Lucky number 13. I should explain that I started counting the days since I was officially stood down from work. With the staggered approach, the slow phase-in that the UK took to locking down, I’m sure everyone started counting from the start of their own situation. And for those who still have to battle on in the NHS and otherwise, well, they’re heroes.
There isn’t any doubt in my mind that I have it pretty easy. I can’t work from home due to the nature of what I do, so I’m furloughed on 85% of my normal wage. I don’t even owe time back. This is a pretty sweet deal. By pursuing hobbies I effectively live the dream. I am now being paid to do whatever I want.
Within reason of course. And within the bounds of the current restrictions of movement. I’m also still bound by my means; I can’t sit around drinking champagne in a dressing down, which is what all professional writers do.
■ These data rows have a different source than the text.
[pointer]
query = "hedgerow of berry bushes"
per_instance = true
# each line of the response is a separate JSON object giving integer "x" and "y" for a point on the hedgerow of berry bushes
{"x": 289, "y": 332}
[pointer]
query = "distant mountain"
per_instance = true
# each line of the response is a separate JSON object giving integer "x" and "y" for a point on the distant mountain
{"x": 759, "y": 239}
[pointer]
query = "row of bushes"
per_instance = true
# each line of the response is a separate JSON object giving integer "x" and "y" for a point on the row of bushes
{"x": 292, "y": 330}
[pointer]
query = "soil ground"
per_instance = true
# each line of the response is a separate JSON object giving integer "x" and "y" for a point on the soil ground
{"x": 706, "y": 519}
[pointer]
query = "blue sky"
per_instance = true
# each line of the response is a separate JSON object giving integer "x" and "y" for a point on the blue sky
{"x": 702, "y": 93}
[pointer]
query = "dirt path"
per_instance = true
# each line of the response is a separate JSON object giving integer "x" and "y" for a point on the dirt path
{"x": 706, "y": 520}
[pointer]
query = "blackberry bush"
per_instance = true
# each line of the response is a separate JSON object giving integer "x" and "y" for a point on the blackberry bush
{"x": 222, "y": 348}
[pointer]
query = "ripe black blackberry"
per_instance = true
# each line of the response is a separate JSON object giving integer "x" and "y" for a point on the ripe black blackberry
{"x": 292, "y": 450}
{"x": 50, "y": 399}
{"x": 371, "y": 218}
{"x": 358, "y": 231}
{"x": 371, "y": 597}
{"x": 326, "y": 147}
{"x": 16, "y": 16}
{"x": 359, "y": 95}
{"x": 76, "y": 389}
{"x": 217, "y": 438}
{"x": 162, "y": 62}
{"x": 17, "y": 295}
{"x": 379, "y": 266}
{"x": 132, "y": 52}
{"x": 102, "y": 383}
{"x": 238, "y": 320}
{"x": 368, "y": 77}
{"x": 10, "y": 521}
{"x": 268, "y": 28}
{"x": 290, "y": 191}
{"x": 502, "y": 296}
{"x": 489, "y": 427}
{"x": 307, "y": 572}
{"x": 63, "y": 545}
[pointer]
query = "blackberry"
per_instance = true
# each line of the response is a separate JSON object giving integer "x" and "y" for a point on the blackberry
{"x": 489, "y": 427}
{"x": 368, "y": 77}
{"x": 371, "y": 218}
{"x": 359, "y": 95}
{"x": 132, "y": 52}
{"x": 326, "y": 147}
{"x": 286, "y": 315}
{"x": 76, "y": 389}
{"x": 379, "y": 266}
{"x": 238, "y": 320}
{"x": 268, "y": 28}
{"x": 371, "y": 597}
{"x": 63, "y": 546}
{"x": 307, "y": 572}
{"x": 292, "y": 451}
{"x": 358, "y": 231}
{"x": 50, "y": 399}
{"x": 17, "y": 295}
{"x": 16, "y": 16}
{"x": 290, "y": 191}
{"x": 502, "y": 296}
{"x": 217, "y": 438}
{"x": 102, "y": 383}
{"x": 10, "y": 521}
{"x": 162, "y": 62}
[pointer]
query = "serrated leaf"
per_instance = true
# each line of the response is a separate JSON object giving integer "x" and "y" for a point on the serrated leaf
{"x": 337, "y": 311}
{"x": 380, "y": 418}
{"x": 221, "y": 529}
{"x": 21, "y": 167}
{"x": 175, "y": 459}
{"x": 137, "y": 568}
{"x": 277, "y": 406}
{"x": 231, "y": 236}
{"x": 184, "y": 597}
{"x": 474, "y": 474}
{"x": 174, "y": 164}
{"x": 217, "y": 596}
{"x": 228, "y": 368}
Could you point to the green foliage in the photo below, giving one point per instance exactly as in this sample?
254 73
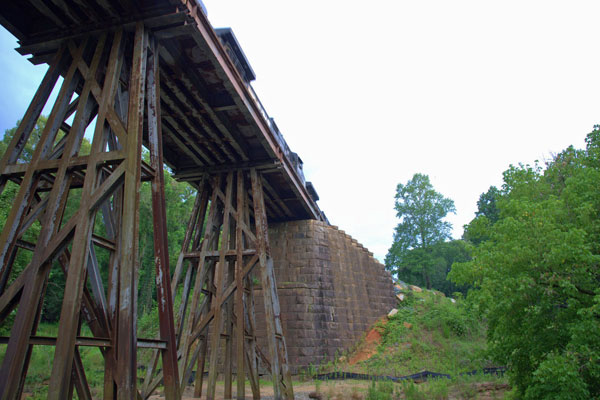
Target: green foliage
536 272
438 260
486 205
557 378
179 201
421 211
382 390
429 332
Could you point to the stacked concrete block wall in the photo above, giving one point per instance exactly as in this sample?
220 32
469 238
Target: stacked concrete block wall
331 289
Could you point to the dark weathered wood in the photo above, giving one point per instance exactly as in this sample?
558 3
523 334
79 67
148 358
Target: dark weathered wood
282 382
14 365
127 309
239 283
161 248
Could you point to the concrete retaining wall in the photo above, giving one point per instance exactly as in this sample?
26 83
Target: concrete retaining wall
330 287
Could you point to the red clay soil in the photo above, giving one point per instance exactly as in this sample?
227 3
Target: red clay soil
369 346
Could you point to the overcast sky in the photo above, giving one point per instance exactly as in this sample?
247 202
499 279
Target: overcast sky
369 93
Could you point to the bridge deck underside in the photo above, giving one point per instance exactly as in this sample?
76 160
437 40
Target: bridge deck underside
210 118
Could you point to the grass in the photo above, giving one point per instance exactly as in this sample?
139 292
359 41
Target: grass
429 332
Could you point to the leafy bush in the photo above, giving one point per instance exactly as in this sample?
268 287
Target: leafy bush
557 378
I don’t know what the aftermath of this pandemic will be. Surely nobody could with any degree of certainty. What I do know is that there are a great many people struggling to deal with isolation, a change in their circumstances and situations occurring out of their control. To these people I would try to urge them to fill their time with positive actions and to try to put a positive spin on things. Empty words it might be, nobody ever told to ‘get over it’ (or whatever) actually does so. Cheer up is another good one that seldom works. What will work will be bettering yourself, working on your weaknesses or further developing your strength. Learn a new skill, hone your existing ones. Think of this enforced house arrest as bonus time to spend on yourself. You are your own greatest asset and it’s one that’s worth looking after.
We might not know where we’ll be in a couple of months time, but we can all meet it prepared.